The only thing that has been annoying to me when using the tracker daemon is that it starts (re)indexing as soon as a file is created or changes. When editing or downloading large documents (PDFs, for example), this leads to intense cpu and i/o activity, exactly when you need to use both cpu and harddrive. So an even better solution would be to watch for changes using inotify, but to (re)index slightly delayed, when there is little user activity. I found a project that attempted something like this (though they wanted to do indexing way too much delayed): http://freshmeat.net/projects/kfsmd/
Comment 12 GJ 2010-02-05 10:14:49 UTC
I'm not sure if my problem is related to this bug but since I enabled Strigi I've found that my login time has increased. I have to wait for up to 80s after entering my KDE login credentials before I get to the desktop. Disabling strigi reduces my time from login to desktop to around 8-10s.
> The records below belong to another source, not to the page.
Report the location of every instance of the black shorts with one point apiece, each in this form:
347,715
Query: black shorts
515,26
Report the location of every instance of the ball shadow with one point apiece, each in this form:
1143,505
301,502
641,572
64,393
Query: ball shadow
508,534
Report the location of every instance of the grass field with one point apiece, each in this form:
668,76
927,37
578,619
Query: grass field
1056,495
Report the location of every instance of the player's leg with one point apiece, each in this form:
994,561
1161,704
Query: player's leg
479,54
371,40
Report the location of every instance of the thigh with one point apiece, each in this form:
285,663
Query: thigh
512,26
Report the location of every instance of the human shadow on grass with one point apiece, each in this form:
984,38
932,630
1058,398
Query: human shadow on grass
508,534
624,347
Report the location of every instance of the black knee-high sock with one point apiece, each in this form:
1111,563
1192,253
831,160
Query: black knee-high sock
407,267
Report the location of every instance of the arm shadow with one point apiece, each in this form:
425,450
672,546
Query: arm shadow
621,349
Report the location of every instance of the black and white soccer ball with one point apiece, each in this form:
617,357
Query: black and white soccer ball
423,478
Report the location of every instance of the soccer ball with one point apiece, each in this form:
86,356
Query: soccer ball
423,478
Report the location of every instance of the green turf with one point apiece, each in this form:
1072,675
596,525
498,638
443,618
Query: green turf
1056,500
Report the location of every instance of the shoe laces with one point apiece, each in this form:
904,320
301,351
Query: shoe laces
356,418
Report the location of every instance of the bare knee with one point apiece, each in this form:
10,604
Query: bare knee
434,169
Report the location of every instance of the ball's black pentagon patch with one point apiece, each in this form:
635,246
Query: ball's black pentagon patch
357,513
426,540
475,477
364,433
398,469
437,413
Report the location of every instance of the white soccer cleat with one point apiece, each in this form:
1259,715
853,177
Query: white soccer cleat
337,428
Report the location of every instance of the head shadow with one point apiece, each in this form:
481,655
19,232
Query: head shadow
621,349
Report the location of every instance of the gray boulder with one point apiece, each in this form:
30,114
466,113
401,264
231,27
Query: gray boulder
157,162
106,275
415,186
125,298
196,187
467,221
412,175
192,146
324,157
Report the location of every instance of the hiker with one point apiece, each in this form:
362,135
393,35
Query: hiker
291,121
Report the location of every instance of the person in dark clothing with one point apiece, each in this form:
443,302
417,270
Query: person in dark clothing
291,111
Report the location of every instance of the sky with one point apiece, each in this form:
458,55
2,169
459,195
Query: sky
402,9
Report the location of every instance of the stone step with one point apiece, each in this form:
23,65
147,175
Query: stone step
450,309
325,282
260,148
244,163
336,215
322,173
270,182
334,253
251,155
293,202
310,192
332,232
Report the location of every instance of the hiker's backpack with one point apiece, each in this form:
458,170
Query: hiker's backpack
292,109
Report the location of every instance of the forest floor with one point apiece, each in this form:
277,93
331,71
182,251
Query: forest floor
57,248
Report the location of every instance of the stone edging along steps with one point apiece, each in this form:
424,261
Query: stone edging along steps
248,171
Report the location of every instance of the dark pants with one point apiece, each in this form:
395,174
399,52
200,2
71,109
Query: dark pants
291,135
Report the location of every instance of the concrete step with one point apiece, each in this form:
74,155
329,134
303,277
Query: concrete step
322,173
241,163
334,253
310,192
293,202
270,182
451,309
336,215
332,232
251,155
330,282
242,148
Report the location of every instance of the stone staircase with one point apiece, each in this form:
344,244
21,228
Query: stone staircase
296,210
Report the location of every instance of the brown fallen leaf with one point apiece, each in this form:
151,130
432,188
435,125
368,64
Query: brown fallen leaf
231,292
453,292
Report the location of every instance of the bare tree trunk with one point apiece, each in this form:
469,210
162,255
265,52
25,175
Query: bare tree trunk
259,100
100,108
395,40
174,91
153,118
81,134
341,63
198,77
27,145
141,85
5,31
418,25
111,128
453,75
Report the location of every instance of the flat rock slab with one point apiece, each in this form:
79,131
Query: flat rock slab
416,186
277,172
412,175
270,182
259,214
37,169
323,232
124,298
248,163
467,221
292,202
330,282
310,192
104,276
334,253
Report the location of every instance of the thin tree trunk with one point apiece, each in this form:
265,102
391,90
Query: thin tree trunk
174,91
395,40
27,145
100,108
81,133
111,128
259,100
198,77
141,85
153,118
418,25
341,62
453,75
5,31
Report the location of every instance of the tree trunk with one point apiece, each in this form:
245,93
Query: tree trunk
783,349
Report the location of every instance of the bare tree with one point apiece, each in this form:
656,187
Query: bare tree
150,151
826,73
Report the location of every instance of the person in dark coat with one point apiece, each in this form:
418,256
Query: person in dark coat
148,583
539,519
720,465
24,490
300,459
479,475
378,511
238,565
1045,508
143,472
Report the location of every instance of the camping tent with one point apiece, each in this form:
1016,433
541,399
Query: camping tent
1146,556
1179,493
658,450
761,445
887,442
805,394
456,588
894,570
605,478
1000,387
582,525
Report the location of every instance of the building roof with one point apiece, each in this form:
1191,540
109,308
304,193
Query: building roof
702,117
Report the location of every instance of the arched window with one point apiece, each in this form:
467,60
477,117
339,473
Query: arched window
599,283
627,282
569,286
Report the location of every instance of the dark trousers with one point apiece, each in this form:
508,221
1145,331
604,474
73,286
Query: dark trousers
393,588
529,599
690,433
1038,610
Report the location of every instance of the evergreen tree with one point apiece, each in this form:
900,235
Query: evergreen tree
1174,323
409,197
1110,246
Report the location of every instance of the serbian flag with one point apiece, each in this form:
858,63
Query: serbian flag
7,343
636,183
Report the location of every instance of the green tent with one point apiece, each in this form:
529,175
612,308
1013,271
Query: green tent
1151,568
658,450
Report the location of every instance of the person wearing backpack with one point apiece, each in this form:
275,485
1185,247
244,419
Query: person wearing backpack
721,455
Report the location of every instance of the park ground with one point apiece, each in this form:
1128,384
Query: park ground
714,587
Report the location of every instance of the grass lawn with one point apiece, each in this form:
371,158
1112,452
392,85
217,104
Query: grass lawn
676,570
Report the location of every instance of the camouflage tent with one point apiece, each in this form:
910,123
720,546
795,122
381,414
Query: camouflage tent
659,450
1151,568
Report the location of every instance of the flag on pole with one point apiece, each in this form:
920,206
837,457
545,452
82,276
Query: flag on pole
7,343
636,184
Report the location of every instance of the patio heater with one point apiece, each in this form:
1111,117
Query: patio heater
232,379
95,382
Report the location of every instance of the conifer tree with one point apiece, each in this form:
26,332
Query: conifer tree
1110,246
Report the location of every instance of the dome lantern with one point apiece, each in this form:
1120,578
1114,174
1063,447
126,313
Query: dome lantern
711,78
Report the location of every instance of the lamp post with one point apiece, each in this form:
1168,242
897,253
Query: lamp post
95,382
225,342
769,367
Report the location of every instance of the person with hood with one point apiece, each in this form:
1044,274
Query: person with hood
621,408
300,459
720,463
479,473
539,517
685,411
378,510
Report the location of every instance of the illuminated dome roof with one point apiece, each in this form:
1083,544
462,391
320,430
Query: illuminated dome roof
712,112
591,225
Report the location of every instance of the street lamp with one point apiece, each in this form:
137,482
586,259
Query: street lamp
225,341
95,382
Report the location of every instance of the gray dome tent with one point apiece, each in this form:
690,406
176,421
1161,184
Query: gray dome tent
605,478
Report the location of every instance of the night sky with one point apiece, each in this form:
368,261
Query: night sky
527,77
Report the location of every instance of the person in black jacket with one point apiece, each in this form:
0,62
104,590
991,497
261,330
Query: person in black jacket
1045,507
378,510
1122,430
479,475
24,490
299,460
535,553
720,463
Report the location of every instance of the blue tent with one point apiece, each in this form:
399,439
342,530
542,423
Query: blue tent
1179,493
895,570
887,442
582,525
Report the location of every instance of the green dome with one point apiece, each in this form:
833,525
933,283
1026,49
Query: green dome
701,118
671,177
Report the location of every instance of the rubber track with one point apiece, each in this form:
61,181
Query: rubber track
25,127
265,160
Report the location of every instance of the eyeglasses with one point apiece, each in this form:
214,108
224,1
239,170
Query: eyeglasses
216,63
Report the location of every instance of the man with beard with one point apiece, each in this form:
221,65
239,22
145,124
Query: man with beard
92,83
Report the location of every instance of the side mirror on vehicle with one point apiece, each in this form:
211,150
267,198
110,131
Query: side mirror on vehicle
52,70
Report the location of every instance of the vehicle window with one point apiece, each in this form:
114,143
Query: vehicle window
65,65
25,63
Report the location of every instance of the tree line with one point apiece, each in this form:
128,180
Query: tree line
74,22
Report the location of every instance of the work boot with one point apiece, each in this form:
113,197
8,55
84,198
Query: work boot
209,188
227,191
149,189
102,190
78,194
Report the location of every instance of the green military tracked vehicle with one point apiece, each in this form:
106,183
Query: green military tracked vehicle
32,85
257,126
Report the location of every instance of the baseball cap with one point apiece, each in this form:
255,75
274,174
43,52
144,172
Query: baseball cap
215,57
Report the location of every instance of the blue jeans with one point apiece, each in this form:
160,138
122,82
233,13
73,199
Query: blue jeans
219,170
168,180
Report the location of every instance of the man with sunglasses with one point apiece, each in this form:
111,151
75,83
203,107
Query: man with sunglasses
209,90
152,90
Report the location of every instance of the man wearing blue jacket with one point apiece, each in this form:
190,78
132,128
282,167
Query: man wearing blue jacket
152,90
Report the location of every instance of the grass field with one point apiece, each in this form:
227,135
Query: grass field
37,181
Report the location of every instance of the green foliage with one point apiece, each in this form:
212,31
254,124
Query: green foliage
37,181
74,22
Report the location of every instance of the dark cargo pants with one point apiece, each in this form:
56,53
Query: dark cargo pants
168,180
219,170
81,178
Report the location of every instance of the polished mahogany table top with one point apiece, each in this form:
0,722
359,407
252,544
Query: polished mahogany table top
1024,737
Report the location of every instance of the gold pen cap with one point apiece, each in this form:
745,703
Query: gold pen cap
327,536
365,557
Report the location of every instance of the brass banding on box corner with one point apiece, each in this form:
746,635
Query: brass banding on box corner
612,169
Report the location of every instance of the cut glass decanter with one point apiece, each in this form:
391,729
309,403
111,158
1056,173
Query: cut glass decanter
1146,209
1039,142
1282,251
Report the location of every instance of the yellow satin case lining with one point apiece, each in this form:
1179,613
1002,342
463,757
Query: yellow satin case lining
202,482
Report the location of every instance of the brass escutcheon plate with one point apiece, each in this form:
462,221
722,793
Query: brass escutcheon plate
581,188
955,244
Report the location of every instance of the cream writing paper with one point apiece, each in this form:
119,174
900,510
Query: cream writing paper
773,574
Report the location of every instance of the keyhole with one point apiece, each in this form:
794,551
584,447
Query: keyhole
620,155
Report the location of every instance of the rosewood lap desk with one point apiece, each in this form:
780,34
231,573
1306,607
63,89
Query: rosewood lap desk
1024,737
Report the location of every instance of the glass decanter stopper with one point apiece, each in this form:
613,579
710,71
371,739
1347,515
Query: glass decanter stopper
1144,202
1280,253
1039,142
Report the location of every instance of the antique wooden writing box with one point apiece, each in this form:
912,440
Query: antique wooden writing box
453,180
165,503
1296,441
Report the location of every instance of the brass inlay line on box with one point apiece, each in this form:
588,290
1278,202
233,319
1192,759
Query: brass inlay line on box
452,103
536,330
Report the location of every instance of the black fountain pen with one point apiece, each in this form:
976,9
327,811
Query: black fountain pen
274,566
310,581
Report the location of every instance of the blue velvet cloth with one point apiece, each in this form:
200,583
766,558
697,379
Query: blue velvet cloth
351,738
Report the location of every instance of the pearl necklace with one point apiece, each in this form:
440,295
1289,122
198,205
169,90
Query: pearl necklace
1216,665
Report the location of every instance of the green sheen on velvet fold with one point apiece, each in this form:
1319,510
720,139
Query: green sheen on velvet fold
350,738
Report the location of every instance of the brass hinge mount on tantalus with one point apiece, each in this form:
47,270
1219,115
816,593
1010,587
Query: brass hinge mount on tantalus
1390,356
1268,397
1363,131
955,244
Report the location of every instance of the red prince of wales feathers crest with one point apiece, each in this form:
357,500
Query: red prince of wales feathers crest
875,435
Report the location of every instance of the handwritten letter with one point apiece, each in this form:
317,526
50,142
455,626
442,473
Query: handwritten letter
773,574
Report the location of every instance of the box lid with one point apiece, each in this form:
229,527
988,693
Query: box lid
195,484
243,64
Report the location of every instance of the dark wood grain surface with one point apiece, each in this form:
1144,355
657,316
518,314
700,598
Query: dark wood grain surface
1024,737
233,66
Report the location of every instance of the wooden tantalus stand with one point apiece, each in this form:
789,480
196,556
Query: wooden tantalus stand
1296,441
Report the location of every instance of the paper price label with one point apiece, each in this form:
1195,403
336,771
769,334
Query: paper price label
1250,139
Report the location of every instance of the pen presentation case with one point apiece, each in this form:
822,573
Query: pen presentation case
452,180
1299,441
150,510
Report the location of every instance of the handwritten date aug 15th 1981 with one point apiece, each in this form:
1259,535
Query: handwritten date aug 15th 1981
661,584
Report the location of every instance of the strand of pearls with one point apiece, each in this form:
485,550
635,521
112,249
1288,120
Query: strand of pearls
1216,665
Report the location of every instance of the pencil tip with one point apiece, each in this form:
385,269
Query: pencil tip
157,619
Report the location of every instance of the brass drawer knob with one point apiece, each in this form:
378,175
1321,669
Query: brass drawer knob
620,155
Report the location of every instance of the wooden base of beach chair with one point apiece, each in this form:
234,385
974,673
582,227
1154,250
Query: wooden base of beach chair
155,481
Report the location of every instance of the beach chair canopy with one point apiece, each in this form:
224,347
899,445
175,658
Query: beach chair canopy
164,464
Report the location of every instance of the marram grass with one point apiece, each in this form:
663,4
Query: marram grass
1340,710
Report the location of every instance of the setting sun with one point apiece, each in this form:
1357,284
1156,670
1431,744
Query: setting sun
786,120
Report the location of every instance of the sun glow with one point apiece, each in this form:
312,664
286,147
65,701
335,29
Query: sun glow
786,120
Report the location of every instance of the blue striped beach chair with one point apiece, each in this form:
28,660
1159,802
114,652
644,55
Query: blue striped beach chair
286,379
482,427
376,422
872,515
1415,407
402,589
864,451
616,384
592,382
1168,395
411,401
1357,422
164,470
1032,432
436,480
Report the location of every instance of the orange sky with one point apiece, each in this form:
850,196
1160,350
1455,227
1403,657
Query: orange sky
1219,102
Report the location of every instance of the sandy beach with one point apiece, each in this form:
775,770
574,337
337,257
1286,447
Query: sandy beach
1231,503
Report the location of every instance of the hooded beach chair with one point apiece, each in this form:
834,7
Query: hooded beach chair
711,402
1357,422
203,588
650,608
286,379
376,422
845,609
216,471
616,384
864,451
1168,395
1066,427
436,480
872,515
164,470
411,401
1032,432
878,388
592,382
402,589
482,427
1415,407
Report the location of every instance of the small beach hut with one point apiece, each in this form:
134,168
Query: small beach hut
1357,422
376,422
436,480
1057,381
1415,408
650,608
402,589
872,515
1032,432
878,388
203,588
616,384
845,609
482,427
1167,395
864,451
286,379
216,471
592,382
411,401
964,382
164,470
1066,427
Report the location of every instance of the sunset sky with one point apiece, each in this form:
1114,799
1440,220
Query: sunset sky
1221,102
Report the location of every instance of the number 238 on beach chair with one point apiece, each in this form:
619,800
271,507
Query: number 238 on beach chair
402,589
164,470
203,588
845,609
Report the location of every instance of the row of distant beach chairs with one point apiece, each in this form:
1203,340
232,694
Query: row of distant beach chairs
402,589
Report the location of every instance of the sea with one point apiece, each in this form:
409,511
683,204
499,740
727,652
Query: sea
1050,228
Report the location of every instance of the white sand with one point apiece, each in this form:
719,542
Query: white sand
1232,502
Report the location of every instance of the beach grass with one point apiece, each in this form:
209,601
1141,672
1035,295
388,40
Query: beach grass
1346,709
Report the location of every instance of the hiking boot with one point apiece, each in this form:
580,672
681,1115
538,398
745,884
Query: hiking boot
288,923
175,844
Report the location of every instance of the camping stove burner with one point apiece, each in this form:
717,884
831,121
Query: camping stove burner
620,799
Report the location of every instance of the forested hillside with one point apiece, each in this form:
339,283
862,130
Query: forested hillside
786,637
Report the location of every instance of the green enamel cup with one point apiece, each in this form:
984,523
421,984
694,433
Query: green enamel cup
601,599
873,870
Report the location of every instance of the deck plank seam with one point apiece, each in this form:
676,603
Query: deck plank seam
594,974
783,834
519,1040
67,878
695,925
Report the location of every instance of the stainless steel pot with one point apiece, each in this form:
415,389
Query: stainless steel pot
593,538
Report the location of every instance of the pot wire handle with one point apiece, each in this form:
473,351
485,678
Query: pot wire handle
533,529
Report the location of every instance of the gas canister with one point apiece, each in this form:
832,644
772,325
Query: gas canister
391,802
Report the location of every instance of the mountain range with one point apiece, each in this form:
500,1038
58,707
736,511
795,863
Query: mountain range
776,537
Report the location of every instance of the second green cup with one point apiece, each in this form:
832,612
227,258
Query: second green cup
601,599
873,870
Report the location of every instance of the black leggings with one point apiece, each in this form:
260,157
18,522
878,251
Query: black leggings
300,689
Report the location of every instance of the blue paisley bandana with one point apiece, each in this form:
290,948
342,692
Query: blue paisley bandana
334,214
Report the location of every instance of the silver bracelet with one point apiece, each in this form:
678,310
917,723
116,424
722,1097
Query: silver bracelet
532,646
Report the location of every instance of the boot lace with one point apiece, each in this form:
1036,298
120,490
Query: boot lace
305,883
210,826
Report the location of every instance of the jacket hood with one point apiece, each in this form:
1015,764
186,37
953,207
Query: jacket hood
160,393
It seems my disk i/o is max'ed out during login with strigi enabled. Would it be possible to delay strigi from doing anything until the desktop has fully loaded?

I'm using kde4.4rc3 on openSUSE11.2 with a Thinkpad X60s laptop.
If this is a different bug then let me know and I'll open anew bug for it.
Comment 13 mutlu inek 2010-04-07 16:41:40 UTC
I believe this bug report can be closed now thanks to Sebastian Trüg's reworking of the indexing infrastructure. See:

http://websvn.kde.org/?view=revision&revision=1104720
http://websvn.kde.org/?view=revision&revision=1104721
Comment 14 Ferdinand Gassauer 2010-04-07 23:12:33 UTC
on OpenSuSE 11.2 KDE 4.4.2 it no "feelable" problems
Comment 15 Sebastian Trueg 2011-01-06 15:44:44 UTC
The original request has been implemented: all of Nepomuk runs with low cpu and io scheduling priority.